Start date and last date of the test fold: (Timestamp('2021-06-27 00:00:00'), Timestamp('2021-08-22 00:00:00'))


In [27]:
periods = n_folds + 1
freq = f"{n_units}{unit}"
print(
    f"start_date: {start_date}\n"
    f"last_date: {last_date}\n"
    f"periods: {periods}\n"
    f"freq: {freq}\n"
)
    
date_range = pd.date_range(start=start_date, periods=periods, freq=freq, tz=last_date.tz)
print(f"Test fold borders: {date_range.values.astype('datetime64[D]')}")

# generator of folds
cv = TimeRangeSplitter(
    date_range=date_range,
    filter_already_seen=True,
    filter_cold_items=True,
    filter_cold_users=True,
)
print(f"Real number of folds: {cv.get_n_splits(rec_interactions)}")

start_date: 2021-06-27 00:00:00
last_date: 2021-08-22 00:00:00
periods: 8
freq: 1W

Test fold borders: ['2021-06-27' '2021-07-04' '2021-07-11' '2021-07-18' '2021-07-25'
 '2021-08-01' '2021-08-08' '2021-08-15']
Real number of folds: 7


In [28]:
fold_iterator = cv.split(rec_interactions, collect_fold_stats=True)
train_ids, test_ids, fold_info = next(iter(fold_iterator))

df_train = interactions.iloc[train_ids].copy()
df_test = interactions.iloc[test_ids][Columns.UserItem].copy()

In [29]:
TEST_USERS = df_test[Columns.User].unique()
catalog = df_train[Columns.Item].unique()

item_features = item_features.loc[item_features["id"].isin(df_train[Columns.Item])].copy()
user_features = user_features.loc[user_features["id"].isin(df_train[Columns.User])].copy()

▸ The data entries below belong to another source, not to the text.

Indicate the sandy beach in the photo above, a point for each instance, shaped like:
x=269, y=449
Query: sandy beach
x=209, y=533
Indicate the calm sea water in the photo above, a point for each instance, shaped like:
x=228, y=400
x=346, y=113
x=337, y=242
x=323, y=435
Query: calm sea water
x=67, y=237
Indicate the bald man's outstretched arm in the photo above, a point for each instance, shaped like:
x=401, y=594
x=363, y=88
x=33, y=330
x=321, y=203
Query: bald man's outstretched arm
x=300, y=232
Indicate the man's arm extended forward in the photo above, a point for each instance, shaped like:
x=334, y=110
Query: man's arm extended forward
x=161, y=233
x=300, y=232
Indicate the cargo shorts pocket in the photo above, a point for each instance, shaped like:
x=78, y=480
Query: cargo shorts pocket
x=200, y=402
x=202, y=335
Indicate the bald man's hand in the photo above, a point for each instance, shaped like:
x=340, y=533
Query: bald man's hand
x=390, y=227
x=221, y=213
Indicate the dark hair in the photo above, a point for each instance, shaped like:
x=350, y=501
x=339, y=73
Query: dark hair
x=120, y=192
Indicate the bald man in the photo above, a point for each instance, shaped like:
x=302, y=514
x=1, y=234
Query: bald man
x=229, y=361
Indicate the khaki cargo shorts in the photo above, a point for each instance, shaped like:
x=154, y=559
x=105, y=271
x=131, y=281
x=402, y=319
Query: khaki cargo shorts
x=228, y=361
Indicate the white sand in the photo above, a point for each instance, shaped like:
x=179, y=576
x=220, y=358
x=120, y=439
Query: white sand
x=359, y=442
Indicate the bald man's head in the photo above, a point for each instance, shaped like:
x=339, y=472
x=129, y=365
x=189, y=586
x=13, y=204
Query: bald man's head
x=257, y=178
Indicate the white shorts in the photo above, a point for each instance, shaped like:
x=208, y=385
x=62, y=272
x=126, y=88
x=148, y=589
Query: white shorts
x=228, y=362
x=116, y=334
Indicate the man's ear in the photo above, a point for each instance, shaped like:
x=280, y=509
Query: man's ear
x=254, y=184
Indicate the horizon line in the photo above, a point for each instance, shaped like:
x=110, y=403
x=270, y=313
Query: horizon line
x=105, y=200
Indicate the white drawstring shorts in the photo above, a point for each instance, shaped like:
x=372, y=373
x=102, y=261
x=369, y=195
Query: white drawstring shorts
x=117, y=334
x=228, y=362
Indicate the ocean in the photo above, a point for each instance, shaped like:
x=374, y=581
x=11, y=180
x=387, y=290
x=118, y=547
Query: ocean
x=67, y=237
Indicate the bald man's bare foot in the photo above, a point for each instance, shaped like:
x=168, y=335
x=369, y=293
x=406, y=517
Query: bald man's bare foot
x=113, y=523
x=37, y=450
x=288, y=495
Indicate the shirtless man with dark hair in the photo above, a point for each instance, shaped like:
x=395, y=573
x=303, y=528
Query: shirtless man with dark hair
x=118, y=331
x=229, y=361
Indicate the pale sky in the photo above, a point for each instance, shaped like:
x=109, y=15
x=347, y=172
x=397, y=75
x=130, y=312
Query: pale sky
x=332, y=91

train_dataset  = Dataset.construct(
    interactions_df=df_train,
    user_features_df=user_features,
    cat_user_features=["sex", "age", "income"],
    item_features_df=item_features,
    cat_item_features=["genre", "content_type", "countrie"],
)

In [112]:
with open('../data/hw4_dataset.dill', 'wb') as f:
    dill.dump(train_dataset, f)

# Model training by fold

In [30]:
N_TRIALS = 20
results = [None] * N_TRIALS

In [31]:
def optimizer(trial):
    regressor_name = trial.suggest_categorical('regressor', models)
    if regressor_name == "pure_svd":
        factors = trial.suggest_int('factors', 4, 10)
        model = models[regressor_name](factors=factors)
    elif regressor_name == "lightfm":
        factors = trial.suggest_int('factors', 4, 10)
        loss = trial.suggest_categorical('loss', ['logistic', 'bpr', 'warp'])
        learning_rate = trial.suggest_float('learning_rate', 1e-5, 1e-1, log=True)
        model = LightFMWrapperModel(
            models[regressor_name](
                no_components=factors, 
                loss=loss, 
                random_state=RANDOM_STATE,
                learning_rate=learning_rate,
                user_alpha=USER_ALPHA,
                item_alpha=ITEM_ALPHA,
            ),
            epochs=N_EPOCHS,
            num_threads=NUM_THREADS,
        )
    else:
        factors = trial.suggest_int('factors', 4, 10)
        regularization = trial.suggest_float('regularization', 1e-5, 1e-2, log=True)
        model = ImplicitALSWrapperModel(model=models[regressor_name](factors=factors, regularization=regularization, num_threads=NUM_THREADS, random_state=RANDOM_STATE))
    model.fit(train_dataset)
    recos = model.recommend(
        users=TEST_USERS,
        dataset=train_dataset,
        k=K_RECOS,
        filter_viewed=True,
    )
    metric_values = calc_metrics(
        metrics,
        reco=recos,
        interactions=df_test,
        prev_interactions=df_train,
        catalog=catalog,
    )
    model_quality = {'model': regressor_name}
    model_quality.update(metric_values)
    results[trial.number] = model_quality
    return metric_values["map@10"]

In [32]:
study = optuna.create_study(direction='maximize')  # Create a new study.
study.optimize(optimizer, n_trials=N_TRIALS)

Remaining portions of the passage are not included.